Dysfonctionnements préjudiciables
De manière plus microéconomique, a souligné le président de la FEC, les opérateurs économiques continuent de déplorer les « dysfonctionnements gouvernementaux, le non-respect de la hiérarchie administrative dans l’édiction de textes réglementaires et de l’application de dispositions réglementaires par les agents de l’État eux-mêmes ». Ces derniers ont pris l’habitude de considérer leurs fonctions comme des charges et leur administration comme leur patrimoine, a encore dénoncé le président de la FEC.
D’ailleurs, à maintes fois, le patronat s’est élevé auprès des autorités compétentes contre des situations qu’Albert Yuma qualifie au mieux d’« irrégulières » et au pire d’« irrationnelles et incohérentes ». Ces situations sont le plus souvent restées ignorées, voire carrément rejetées par ces mêmes autorités. Et comme si cela ne suffisait pas, les requêtes du patronat introduites auprès des instances judiciaires compétentes tendant à les faire annuler, n’ont pas été suivies des décisions dans le délai requis, exposant ainsi les entreprises au risque de paiements indus et de tracasseries diverses.
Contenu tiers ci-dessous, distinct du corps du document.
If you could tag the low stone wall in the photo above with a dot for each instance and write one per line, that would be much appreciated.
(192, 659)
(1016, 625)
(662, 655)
Les exemples en cette matière sont légion. Et Albert Yuma d’en citer quelques-uns. Premièrement : la redevance logistique terrestre (RLT). Initialement instituée pour une période de deux ans, le produit de la RLT n’a pas servi à l’objet pour lequel elle a été destinée, c’est-à-dire assurer le financement de la réhabilitation et de nouveaux projets ferroviaires de la Société commerciale des transports et des ports (SCTP SARL, ex-ONATRA). Par voie d’arrêté interministériel, déplore la FEC, la perception de cette redevance a été illégalement généralisée dans tous les postes frontaliers du pays, même dans les provinces où il n’existe pas un seul kilomètre de chemin de fer, renchérissant ainsi inutilement les prix aussi bien des produits destinés au marché intérieur que ceux des produits à l’export.
Deuxièmement : les prestations de l’Office national du café (ONC). Elles ont été illégalement étendues aux autres produits agricoles alors que le texte légal créant cet office lui reconnaît les compétences d’assurer la promotion de la culture et le commerce seulement du café. Pour la FEC, la dernière décision du 1ER Ministre portée par son décret transformant l’ONC en l’ONAPAC n’a résolu aucun problème mais, au contraire, en crée d’autres en multipliant le conflit des compétences ouvert entre institutions en matière de contrôle et expose les entreprises au double emploi d’intervenants et de paiements.
Troisièmement : l’augmentation non justifiée du taux des droits de trafic maritime. Par voie d’arrêté, le ministre en charge des transports a majoré ce taux de plus de 360 %, en toute violation des dispositions légales et réglementaires en la matière, selon la FEC.
Quatrièmement : la perception de la taxe de promotion de l’industrie (TPI). La FEC estime que la TPI est perçue « sans fondement juridique », à l’occasion des importations effectuées par les sociétés minières, alors que le code minier prescrit l’exclusivité et l’exhaustivité de la perception dans ce secteur. D’ailleurs, à ce propos, la Ligue congolaise de lutte contre la corruption (LICOCO) s’insurge contre l’instruction du 1ER Ministre. Elle la qualifie d’« illégale et violant le code minier ».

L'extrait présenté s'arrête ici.